How long does the probate process take? – The probate process takes around a year on average, from the date of the person’s death to the estate being distributed. It may take less time, but even simple estates usually take a minimum of six months to complete probate. However, once a Grant of Probate has been issued, it should be only around six weeks before the estate is distributed.
How long does it take to get a grant of probate UK?
What you’ll get – You’ll get a document that allows you to start dealing with the estate. This will be one of the following:
a ‘grant of probate’ – if the person left a will ‘letters of administration with will annexed’ – if the will does not name an executor or the named executor cannot apply ‘letters of administration’ – if the person did not leave a will
You’ll usually get the grant of probate or letters of administration within 16 weeks of submitting your application. It can take longer if you need to provide additional information. If you ordered copies of your probate document for use outside the UK, these will take longer to arrive than your UK copy.
What debts are forgiven at death UK?
What happens to water bills after death? – Tell the water company about the death as soon as you can. Most water companies will have an online form that you can complete. The form will ask for contact details, details of the deceased, whether water will continue to be used at the property and details of the executor.
Any joint occupier will also be responsible for the ongoing bill, the name(s) on the bill should be changed by the water company. If there are any arrears, the joint occupier will also be responsible for these. Water arrears are a non-priority debt because the supply can’t be disconnected if there is still someone living in the property.
See our Water arrears fact sheet for more information. Any liable person would need to pay the on-going water bill and offer an affordable amount to any arrears. If you have been left with a water bill that you will struggle to pay, please contact us for advice.
What happens after probate is granted UK?
How do you know when probate has been granted? – Knowing when probate has been granted typically involves a notification or official document from the relevant probate court. The time it takes to receive the grant of probate can vary depending on factors such as the complexity of the estate and any potential challenges, such as contesting a will.
How long does probate take in the UK?
Statutory Notice Periods – There are many administrative barriers to cross when dealing with Probate. For example, there is a requirement to publish the death and a statutory period of two months from the date of advertisement for creditors and others who may wish to make a claim to come forward.
Can you track a probate application UK?
Yes, it is possible to track a probate application in the UK. The UK’s HM Courts & Tribunals Service (HMCTS) offers an online service called the Probate Tracking System that allows you to track the progress of your probate application. To use the service, you will need to provide the case number for your probate application and the name of the deceased.
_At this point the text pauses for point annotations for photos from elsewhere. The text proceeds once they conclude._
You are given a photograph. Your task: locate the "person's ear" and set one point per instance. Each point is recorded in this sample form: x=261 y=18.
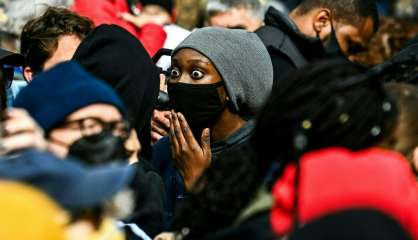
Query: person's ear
x=322 y=23
x=28 y=74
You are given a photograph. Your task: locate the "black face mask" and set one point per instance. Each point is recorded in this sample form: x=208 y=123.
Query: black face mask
x=200 y=104
x=99 y=148
x=332 y=48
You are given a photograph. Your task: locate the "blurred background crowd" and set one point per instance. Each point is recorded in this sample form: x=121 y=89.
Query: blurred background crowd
x=208 y=119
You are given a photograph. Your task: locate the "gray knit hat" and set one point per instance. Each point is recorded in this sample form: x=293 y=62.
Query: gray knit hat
x=242 y=61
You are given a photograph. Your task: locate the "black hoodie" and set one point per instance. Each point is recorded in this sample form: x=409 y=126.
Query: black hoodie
x=112 y=54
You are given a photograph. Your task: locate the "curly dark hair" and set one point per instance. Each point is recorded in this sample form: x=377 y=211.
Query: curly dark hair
x=329 y=104
x=39 y=38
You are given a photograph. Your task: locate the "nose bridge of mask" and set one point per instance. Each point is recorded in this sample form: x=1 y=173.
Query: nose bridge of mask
x=199 y=103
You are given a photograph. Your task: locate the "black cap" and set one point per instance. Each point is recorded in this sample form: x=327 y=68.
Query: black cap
x=166 y=4
x=10 y=58
x=73 y=185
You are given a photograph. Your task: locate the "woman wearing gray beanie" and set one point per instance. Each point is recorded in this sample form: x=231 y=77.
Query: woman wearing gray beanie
x=219 y=80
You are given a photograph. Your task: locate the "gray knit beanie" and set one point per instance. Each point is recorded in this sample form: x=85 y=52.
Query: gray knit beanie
x=242 y=61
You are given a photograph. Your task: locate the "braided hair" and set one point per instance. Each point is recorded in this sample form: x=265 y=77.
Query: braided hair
x=324 y=105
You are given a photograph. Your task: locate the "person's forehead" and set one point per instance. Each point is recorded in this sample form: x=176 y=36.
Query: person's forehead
x=361 y=33
x=187 y=54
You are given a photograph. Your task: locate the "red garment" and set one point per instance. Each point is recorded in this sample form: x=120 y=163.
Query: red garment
x=152 y=36
x=337 y=179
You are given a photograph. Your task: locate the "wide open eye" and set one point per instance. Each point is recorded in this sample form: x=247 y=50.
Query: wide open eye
x=196 y=74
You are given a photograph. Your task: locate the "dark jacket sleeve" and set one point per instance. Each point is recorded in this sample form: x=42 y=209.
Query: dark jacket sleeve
x=150 y=199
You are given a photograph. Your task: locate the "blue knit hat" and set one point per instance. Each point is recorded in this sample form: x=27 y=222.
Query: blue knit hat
x=66 y=88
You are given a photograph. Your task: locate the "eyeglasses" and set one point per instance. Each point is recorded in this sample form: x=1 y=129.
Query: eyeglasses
x=91 y=126
x=8 y=74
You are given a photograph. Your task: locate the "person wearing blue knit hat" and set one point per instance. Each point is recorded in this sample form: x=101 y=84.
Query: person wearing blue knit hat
x=71 y=113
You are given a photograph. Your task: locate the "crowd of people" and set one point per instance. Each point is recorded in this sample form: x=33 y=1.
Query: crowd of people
x=258 y=119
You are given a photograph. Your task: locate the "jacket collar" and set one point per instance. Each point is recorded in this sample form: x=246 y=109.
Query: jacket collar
x=311 y=48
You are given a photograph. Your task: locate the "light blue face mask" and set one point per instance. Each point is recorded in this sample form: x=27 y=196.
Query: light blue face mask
x=10 y=97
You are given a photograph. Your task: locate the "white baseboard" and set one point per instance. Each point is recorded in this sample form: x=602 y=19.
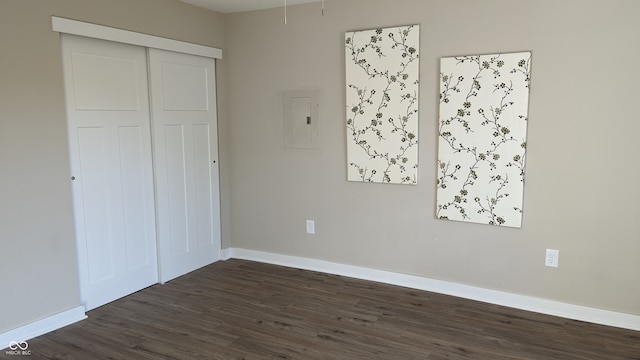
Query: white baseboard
x=42 y=326
x=548 y=307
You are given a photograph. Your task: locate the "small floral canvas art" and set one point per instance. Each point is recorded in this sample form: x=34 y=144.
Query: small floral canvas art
x=382 y=74
x=484 y=102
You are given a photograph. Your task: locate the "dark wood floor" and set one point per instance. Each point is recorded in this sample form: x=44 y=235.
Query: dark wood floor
x=246 y=310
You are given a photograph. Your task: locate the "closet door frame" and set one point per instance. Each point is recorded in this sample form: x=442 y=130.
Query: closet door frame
x=74 y=27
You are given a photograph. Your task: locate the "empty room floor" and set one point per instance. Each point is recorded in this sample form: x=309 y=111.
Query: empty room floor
x=240 y=309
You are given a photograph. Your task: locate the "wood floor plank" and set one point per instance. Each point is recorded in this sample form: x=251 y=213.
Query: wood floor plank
x=246 y=310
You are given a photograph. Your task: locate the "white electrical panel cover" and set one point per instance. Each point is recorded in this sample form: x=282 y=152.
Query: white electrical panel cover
x=301 y=109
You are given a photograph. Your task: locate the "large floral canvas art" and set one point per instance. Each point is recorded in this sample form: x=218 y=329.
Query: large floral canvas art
x=382 y=74
x=482 y=146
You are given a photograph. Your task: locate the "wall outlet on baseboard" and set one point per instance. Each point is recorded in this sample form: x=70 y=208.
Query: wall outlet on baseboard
x=311 y=227
x=552 y=258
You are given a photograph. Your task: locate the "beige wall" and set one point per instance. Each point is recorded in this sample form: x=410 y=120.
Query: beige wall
x=38 y=262
x=581 y=195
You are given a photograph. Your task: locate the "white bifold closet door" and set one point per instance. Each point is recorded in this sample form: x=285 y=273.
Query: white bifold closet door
x=185 y=143
x=125 y=142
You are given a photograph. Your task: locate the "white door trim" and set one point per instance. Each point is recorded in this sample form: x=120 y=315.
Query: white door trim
x=81 y=28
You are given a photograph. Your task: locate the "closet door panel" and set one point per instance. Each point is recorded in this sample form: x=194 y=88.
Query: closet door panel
x=111 y=163
x=185 y=148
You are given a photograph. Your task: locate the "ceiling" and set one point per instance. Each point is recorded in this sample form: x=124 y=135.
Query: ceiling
x=231 y=6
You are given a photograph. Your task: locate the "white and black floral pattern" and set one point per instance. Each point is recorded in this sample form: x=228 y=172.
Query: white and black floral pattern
x=483 y=138
x=382 y=72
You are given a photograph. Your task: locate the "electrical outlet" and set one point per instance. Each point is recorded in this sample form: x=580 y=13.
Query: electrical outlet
x=552 y=258
x=311 y=227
You can also track the progress of your probate application through a solicitor or probate professional if you have appointed one. They will have access to the same information as the Probate Tracking System and will be able to provide you with updates on the status of your application. It’s worth noting that the process of obtaining a grant of probate can take several months, depending on the complexity of the estate and the workload of the probate registry.
It is important to be patient and not to be worried if the process takes longer than you expect.
How do you know if you are named in a will UK?
Who contacts beneficiaries of a Will? – It is the responsibility of an executor to notify the beneficiaries, so the best way to find out if you are a beneficiary in a Will is to ask your deceased family member’s executor or solicitor. If there are no executors named in the Will who are still living, then someone will be designated by the authorities as the “Administrator of the Estate” and the role of informing beneficiaries will fall to them.